“And shoes to hide her shameless tus,” I said.
“They are the most beautiful toes I have ever seen!” cried Antoinette in imbecile admiration. She has bewitched that old woman already.
I put on my hat and went to Wellington Road to consult Mrs. McMurray. Heaven be thanked, thought I, for letting me take her little boy the day before yesterday to see the other animals, and thus winning a mother’s heart. She will help me out of my dilemma. Unfortunately she was not alone. Her husband, who is on the staff of a morning newspaper, was breakfasting when I arrived. He is a great ruddy bearded giant with a rumbling thunder of a laugh like the bass notes of an organ. His assertion of the masculine principle in brawn and beard and bass somewhat overpowers a non-muscular, clean-shaven, and tenor person like myself. Mrs. McMurray, on the contrary, is a small, bright bird of a woman.
I told my amazing story from beginning to end, interrupted by many Hoo-oo-oo-oo’s from McMurray.
“You may laugh,” said I, “but to have a mythical being out of Olympiodorus quartered on you for life is no jesting matter.”
Olymp—?” began McMurray.
“Yes,” I snapped.
“Bring her this afternoon, Sir Marcus, when this unsympathetic wretch has gone to his club,” said his wife, “and I’ll take her out shopping.”
“But, dear lady,” I cried in despair, “she has but one garment —and that a silk dressing-gown of horrible depravity that belonged to a dancer of the second Empire! She is also barefoot.”
“Then I’ll come round myself and see what can be done.”
“And by Jove, so will I!” cried McMurray.
“You’ll do such thing,” said his wife
“If I gave you a cheque for 100,” said I, “do you think you could get her what she wants, to go on with?”
“A hundred pounds!” The little lady uttered a delighted gasp and I thought she would have kissed me. McMurray brought his sledgehammer of a hand down on my shoulder.
“Man!” he roared. “Do you know what you are doing—casting a respectable wife and mother of a family loose among London drapery shops with a hundred pounds in her pocket? Do you think she will henceforward give a thought to her home or husband? Do you want to ruin my domestic peace, drive me to drink, and wreck my household?”

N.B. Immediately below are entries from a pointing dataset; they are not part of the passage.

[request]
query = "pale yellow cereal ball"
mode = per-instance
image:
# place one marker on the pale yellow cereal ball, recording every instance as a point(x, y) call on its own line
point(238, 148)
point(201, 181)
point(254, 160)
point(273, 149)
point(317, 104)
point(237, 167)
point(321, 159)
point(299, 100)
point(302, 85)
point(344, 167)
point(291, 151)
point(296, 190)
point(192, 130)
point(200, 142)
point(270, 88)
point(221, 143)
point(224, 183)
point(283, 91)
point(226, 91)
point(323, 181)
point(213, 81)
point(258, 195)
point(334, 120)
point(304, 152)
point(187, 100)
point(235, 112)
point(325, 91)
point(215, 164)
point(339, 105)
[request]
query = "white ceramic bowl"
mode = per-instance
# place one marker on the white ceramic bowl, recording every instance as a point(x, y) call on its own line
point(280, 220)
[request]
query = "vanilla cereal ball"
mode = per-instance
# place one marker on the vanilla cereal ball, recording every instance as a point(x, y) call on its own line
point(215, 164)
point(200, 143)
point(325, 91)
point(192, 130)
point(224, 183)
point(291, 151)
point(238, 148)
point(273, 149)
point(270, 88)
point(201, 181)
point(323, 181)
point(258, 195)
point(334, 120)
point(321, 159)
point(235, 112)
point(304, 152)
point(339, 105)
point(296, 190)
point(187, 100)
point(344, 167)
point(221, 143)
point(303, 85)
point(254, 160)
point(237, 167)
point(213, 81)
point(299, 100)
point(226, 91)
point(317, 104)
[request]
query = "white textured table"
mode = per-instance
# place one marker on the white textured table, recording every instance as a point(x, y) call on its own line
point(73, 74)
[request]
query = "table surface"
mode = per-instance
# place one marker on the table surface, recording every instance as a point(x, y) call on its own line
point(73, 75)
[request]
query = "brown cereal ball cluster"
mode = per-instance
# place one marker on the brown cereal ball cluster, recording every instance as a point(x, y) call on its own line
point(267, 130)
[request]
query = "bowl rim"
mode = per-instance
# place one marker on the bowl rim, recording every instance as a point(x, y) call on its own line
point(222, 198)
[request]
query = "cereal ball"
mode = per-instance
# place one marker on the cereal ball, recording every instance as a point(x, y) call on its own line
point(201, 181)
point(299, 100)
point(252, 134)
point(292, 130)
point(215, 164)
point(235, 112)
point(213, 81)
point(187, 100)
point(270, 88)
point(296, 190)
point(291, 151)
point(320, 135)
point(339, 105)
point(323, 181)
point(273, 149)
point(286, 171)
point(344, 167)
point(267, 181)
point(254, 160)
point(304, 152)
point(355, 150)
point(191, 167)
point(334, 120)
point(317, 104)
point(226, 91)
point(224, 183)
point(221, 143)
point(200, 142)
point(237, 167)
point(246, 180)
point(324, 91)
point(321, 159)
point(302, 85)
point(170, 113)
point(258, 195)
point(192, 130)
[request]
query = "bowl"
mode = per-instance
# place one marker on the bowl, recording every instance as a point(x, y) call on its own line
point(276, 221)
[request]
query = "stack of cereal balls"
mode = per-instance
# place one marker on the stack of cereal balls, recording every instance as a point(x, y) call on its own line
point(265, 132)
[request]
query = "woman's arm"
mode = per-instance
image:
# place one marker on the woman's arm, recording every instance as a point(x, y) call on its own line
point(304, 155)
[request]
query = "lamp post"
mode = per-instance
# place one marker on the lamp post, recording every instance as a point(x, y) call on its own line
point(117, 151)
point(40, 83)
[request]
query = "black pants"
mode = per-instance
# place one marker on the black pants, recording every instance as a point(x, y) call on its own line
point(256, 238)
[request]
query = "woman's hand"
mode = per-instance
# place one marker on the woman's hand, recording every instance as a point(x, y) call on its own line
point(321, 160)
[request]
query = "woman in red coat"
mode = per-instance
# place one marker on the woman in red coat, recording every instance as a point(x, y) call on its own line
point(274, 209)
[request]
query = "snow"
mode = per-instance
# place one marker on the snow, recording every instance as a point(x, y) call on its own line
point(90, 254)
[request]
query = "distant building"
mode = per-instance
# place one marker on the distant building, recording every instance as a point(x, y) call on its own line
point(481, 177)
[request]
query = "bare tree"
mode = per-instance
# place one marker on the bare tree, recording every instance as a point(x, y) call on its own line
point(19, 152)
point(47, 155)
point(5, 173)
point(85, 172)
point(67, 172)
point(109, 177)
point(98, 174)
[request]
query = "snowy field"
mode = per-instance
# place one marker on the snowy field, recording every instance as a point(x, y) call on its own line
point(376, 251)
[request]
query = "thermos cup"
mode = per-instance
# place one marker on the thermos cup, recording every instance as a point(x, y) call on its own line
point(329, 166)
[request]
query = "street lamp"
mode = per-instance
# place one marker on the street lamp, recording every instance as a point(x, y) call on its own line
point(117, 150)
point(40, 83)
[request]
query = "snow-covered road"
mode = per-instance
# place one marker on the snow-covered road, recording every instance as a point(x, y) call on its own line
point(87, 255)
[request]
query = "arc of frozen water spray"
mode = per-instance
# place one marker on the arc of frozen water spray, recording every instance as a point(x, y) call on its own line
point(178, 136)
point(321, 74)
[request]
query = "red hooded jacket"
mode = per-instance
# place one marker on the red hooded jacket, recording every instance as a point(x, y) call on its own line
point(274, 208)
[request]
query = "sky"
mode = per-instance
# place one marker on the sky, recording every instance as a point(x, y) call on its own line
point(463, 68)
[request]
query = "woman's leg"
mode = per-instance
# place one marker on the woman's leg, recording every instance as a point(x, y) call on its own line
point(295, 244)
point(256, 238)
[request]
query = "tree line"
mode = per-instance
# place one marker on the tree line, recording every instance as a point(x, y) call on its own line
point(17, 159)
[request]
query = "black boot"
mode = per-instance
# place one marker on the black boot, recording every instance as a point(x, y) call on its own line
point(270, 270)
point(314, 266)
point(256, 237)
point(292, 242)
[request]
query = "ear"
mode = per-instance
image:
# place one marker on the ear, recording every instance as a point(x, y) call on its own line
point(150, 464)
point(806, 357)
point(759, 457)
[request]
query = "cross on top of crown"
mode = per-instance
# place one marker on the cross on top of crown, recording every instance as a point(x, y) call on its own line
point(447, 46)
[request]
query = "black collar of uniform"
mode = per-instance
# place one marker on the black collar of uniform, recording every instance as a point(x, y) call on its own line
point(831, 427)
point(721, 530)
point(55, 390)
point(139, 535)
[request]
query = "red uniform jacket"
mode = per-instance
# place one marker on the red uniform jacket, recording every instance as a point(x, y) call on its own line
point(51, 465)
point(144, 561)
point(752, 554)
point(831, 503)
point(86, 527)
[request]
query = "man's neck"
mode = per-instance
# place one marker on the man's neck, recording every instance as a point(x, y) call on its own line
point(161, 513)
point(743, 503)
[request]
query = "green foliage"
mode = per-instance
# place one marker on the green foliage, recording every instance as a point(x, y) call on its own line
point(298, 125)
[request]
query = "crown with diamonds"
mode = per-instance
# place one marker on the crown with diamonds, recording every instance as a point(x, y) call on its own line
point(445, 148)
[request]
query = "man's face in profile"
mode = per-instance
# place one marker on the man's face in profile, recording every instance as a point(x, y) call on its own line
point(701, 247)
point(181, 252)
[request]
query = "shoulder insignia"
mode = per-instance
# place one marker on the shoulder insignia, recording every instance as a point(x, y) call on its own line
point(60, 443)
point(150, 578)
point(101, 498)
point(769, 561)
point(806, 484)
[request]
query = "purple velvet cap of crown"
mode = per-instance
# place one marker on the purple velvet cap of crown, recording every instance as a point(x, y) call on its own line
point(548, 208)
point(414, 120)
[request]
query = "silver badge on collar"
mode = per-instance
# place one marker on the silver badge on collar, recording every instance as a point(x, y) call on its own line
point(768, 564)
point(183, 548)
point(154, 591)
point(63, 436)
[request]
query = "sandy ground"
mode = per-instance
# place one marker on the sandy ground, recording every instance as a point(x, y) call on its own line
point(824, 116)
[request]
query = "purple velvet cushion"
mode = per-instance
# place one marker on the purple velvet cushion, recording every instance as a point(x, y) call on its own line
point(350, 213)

“If you do that again,” said I, rubbing my shoulder, “I’ll give her two hundred.”
When I returned Carlotta was sitting, Turkish fashion, on a sofa, smoking a cigarette (to which she had helped herself out of my box) and turning over the pages of a book. This sign of literary taste surprised me. But I soon found it was the second volume of my edition de luxe of Louandre’s Les Arts Somptuaires, to whose place on the shelves sheer feminine instinct must have guided her. I announced Mrs. McMurray’s proposed visit. She jumped to her feet, ravished at the prospect, and sent my beautiful book (it is bound in tree-calf and contains a couple of hundred exquisitely coloured plates) flying onto the floor. I picked it up tenderly, and laid it on my writing-table.